Republican and Democratic presidential nominees receive a routine pre-election intelligence briefing once they have been officially nominated by their parties. While the briefing does not cover the most sensitive government secrets, it does involve the candidate being brought up to speed on information that is classified as Top Secret — information that eight senior security officials expressed concern Trump wouldn't be able to keep his mouth shut about.
"I would be very concerned with Mr. Trump's ability to know what he can and can't discuss," Rep. Adam Schiff, the top Democrat on the House Intelligence Committee, told Reuters.
"People are very nervous," a senior U.S. security official who asked not to be named also said. Another anonymous official said that intelligence and security officials are trying to figure out who on Trump's team is "trustworthy," pointing out that "we've never had a situation like this before. Ever."

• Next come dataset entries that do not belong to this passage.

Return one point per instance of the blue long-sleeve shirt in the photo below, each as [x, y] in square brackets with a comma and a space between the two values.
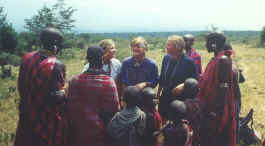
[133, 73]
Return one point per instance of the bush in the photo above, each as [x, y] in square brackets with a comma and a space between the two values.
[262, 36]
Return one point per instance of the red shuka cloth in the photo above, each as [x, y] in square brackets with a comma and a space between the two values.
[88, 96]
[222, 128]
[40, 118]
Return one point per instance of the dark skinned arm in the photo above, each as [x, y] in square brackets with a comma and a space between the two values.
[224, 78]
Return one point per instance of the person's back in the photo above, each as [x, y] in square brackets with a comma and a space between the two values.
[153, 118]
[41, 76]
[128, 126]
[178, 131]
[92, 101]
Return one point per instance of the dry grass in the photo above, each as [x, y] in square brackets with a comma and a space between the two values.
[251, 60]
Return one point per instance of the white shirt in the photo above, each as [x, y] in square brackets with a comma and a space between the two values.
[115, 66]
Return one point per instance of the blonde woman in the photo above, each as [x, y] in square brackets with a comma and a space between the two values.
[139, 70]
[174, 72]
[112, 66]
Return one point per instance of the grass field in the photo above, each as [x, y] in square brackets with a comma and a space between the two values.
[250, 60]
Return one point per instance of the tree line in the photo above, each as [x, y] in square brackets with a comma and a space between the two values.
[13, 44]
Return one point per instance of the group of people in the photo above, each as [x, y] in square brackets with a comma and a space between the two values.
[114, 104]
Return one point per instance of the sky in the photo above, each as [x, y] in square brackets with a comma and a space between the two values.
[98, 16]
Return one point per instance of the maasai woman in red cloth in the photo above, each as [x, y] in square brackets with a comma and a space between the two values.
[92, 101]
[41, 77]
[216, 92]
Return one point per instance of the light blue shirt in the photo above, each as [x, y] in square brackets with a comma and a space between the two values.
[115, 67]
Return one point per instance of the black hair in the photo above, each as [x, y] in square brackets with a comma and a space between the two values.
[95, 56]
[191, 88]
[51, 37]
[177, 110]
[131, 96]
[227, 46]
[216, 38]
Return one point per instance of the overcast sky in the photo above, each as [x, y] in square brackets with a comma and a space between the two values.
[150, 15]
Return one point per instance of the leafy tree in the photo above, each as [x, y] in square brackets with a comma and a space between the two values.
[58, 15]
[8, 36]
[262, 36]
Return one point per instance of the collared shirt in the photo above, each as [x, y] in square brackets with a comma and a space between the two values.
[133, 73]
[195, 56]
[114, 66]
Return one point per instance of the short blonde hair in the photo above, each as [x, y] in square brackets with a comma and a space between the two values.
[106, 43]
[178, 41]
[138, 41]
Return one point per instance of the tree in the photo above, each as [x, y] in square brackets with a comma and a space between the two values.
[8, 35]
[262, 36]
[58, 15]
[8, 43]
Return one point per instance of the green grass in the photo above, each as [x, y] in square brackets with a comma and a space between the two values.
[251, 60]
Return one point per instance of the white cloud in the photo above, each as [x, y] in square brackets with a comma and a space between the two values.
[152, 14]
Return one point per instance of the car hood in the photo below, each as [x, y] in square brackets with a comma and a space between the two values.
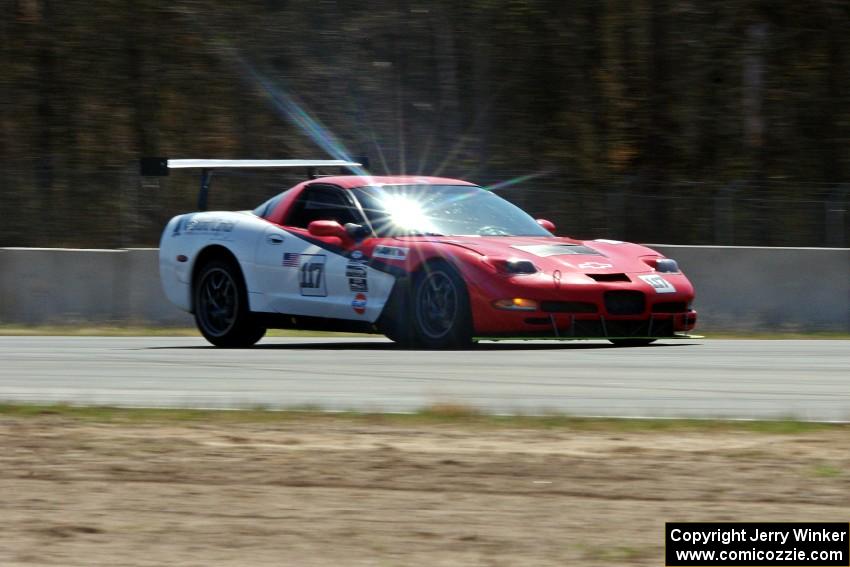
[557, 253]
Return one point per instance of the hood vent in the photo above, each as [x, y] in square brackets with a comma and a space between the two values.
[609, 277]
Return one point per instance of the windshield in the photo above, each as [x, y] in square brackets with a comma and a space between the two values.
[443, 210]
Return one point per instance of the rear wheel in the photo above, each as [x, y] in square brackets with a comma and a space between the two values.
[441, 316]
[632, 342]
[221, 306]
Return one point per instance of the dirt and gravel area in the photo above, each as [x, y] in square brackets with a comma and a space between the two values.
[371, 491]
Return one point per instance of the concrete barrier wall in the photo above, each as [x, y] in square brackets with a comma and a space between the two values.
[748, 289]
[66, 286]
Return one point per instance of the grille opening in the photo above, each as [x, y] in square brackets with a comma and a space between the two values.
[626, 302]
[568, 307]
[670, 307]
[609, 277]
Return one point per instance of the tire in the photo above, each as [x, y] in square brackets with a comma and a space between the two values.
[440, 313]
[220, 301]
[632, 342]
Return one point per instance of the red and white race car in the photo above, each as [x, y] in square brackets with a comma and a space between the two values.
[427, 261]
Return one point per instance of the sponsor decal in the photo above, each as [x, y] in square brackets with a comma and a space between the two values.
[359, 303]
[291, 259]
[390, 252]
[594, 266]
[659, 284]
[357, 275]
[545, 250]
[204, 226]
[312, 275]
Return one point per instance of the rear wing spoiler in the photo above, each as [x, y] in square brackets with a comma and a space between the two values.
[160, 167]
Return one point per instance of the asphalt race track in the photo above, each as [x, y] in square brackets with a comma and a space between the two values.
[684, 378]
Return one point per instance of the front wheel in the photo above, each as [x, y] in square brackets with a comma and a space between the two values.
[221, 307]
[441, 315]
[632, 342]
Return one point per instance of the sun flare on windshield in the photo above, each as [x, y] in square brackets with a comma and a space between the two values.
[407, 213]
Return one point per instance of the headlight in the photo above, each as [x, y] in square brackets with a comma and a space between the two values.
[515, 266]
[516, 304]
[666, 265]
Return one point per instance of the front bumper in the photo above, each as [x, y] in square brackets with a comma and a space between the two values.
[602, 310]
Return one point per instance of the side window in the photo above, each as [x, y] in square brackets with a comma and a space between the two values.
[322, 203]
[266, 208]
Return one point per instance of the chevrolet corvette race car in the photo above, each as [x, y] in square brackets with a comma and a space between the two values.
[427, 261]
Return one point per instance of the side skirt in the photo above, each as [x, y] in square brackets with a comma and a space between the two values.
[306, 323]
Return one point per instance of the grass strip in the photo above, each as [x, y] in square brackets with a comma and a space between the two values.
[438, 414]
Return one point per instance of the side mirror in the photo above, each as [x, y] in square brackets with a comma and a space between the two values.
[357, 232]
[327, 228]
[547, 224]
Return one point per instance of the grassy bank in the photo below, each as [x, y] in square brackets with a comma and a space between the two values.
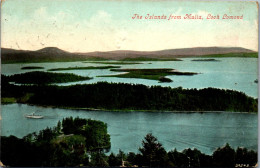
[152, 74]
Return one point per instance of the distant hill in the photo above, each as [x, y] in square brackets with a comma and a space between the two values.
[55, 54]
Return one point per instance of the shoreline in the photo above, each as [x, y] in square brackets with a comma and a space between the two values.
[119, 110]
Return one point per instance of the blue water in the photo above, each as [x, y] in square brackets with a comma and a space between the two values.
[204, 131]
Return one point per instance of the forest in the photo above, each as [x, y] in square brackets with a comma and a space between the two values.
[40, 78]
[119, 96]
[86, 142]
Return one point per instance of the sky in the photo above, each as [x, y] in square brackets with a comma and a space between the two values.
[98, 25]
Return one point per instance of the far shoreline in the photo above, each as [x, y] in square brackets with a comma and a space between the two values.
[119, 110]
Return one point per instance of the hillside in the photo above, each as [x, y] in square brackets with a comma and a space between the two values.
[55, 54]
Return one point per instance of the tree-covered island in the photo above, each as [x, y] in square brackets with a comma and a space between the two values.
[85, 142]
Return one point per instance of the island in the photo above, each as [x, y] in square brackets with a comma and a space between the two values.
[152, 74]
[128, 97]
[206, 60]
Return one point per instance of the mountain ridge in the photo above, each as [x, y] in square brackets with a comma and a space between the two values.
[56, 54]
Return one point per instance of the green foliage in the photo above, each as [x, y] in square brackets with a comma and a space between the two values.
[32, 67]
[83, 68]
[38, 77]
[224, 156]
[70, 150]
[153, 152]
[95, 132]
[150, 59]
[113, 62]
[247, 55]
[206, 60]
[52, 147]
[114, 96]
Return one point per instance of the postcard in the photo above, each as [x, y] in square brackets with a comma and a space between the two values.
[129, 83]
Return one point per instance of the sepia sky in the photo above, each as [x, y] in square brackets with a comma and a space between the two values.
[83, 26]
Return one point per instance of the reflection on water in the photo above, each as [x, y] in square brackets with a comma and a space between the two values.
[204, 131]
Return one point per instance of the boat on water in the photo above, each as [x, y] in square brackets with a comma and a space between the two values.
[34, 116]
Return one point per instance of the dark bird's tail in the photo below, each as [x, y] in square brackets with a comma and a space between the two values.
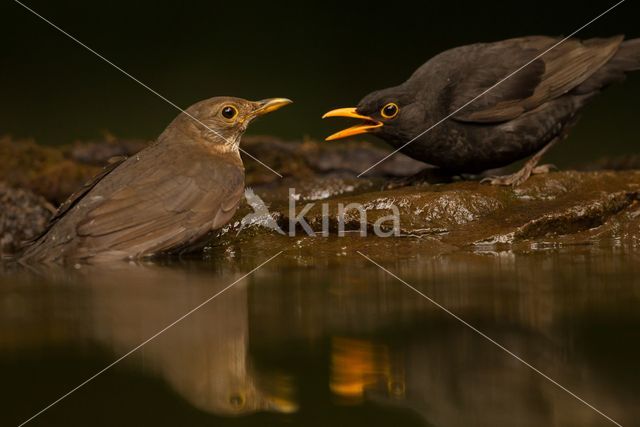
[626, 59]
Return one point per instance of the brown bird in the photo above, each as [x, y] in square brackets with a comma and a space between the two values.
[165, 198]
[490, 125]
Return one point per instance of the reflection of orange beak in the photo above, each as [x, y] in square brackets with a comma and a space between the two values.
[366, 127]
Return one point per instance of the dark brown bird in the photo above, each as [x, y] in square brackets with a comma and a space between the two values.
[165, 198]
[523, 116]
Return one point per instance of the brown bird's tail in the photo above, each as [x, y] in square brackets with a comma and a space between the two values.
[626, 59]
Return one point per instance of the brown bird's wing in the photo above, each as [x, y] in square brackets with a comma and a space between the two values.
[557, 72]
[77, 196]
[151, 204]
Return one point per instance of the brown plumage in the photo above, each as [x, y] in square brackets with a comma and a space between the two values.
[523, 116]
[163, 199]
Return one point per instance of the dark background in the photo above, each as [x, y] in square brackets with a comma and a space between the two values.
[320, 54]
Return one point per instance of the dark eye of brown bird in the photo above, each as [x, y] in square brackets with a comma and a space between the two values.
[389, 111]
[229, 112]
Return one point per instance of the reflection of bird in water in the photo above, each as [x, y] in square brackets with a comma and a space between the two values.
[260, 216]
[166, 198]
[205, 357]
[359, 366]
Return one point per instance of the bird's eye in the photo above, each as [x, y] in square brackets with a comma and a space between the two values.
[389, 111]
[229, 112]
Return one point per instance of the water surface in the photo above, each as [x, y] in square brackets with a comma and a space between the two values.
[331, 340]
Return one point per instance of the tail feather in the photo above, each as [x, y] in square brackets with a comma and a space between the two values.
[626, 59]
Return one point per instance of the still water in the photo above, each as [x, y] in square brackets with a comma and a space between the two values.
[327, 340]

The officials confirmed that both Trump and the Democratic nominee will get identical briefings to avoid favoritism or bias, but one suggested that Hillary Clinton would have an advantage in such a situation because her experience in foreign policy will lead her to ask more probing questions than newcomer Trump.
But a spokesman for the Republican National Committee said that the officials' concern is misguided. "The only candidate who has proven incapable of handling sensitive information is Hillary Clinton. If there is anyone they should be worried about, it is [her]," spokesman Michael Short told Reuters.